There are also a number of other synergistic benefits resulting from mergers such as the internalisation of transactions whereby bringing together two firms at different stages of the production chain may help the acquirer achieve more efficient co-ordination of the different levels. Possible entry to new markets and industries through the purchase of an existing player in that product or geographical market is another aspect of synergy, as is the possibility of a reduced taxable profit in countries such as the U. S. A.

Another part of synergy, which is the one of the primary reasons advanced for conglomerate mergers is that of risk diversification. This is the idea that the overall income stream of the holding company will be less volatile if the cash flows come from a wide variety of products and markets. However there are problems this argument, as Glen Arnold says; “the investors can obtain the same risk reduction in a easier and cheaper way by buying a range of shares in the independent separately quoted firms. ” (Corporate Managerial Finance, P.877)

Apart from these synergistic origins, which are the potential gains available through the combining of the two firms trading operations, there are other factors that organisations should take into consideration prior to an acquisition, such as the possibility of ulterior managerial motives being prominent. Financial economists like to think that business decisions are based only on economic considerations, especially maximisation of firms’ values, and in a mergers case, shareholder wealth maximisation.

However, many business decisions are based more on managers’ personal motivations than on economic analysis, and mergers are no exception. There are usually a number of benefits for the management team of an acquiring firm after merger activity. They are likely to receive a higher wage because they have responsibility for a larger business. And a larger wage would normally mean enhanced pension contributions and other perks. Being on a higher wage and being in charge of more people also brings higher status, and some believe managers simply enjoy the excitement of the merger process itself.

Personal considerations can deter as well as motivate merger activity.
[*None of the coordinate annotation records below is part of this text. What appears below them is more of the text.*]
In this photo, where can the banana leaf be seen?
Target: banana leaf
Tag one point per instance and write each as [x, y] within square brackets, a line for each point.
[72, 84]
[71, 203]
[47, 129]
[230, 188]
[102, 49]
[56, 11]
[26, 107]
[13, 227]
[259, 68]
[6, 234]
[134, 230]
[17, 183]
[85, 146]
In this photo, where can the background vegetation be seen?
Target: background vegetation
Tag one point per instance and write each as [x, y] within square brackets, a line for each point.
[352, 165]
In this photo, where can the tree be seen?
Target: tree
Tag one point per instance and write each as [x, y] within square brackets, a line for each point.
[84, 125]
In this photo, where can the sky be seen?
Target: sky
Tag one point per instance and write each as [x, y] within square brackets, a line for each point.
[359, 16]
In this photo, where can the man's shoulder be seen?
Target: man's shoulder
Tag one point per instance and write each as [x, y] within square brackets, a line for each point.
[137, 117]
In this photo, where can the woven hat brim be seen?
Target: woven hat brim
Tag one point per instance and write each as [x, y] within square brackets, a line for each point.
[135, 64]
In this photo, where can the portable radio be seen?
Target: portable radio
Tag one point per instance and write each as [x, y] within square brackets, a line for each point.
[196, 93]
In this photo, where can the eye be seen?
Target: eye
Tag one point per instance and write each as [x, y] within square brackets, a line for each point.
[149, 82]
For the managers of the acquired companies, mergers can often lead to them losing their jobs, or at least their autonomy. Therefore, some managers who own less than half of their firms’ stock look to lessen the chances of a take-over, this can result in defensive mergers taking place, not for economic reasons but for managerial ones. For example, when Enron was under attack, it arranged to buy Houston Natural Gas, paying for it primarily with debt.
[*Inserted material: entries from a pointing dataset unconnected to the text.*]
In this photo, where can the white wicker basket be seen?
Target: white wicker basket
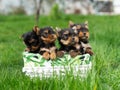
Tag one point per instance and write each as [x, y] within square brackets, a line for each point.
[35, 65]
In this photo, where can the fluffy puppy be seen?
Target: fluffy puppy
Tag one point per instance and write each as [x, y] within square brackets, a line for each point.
[68, 39]
[83, 33]
[47, 36]
[31, 40]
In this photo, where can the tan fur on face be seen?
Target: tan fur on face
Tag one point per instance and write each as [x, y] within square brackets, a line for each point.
[32, 40]
[33, 48]
[76, 39]
[82, 35]
[51, 38]
[66, 42]
[66, 32]
[70, 23]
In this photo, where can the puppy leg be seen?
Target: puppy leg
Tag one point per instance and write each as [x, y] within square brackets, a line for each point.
[46, 55]
[52, 55]
[73, 53]
[89, 51]
[60, 53]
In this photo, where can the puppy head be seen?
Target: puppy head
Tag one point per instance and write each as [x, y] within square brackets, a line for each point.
[83, 31]
[31, 40]
[47, 35]
[68, 37]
This merger made Enron much larger, and the much higher debt level made it harder for any potential inquirer to use debt to buy Enron. Organisations also have to consider how they are going to finance the merger. Over the last thirty years, the most popular method of paying for the purchase of shares in another company is by cash, but payment by debentures, loan stocks, convertibles and especially by shares has also been prominent at times.

As firms look to quicken growth by acquiring existing companies, combine to ward off competitors and secure their survival in industries that are declining, whilst having to compete on an increasingly global scale, mergers are almost inevitable. Whether it is for economic benefits or managerial benefits, there are a lot of factors that an organisation should consider prior to an acquisition. And as expenditure on merger activity goes up and up, it is vital for the success of any merger that none of these factors are overlooked.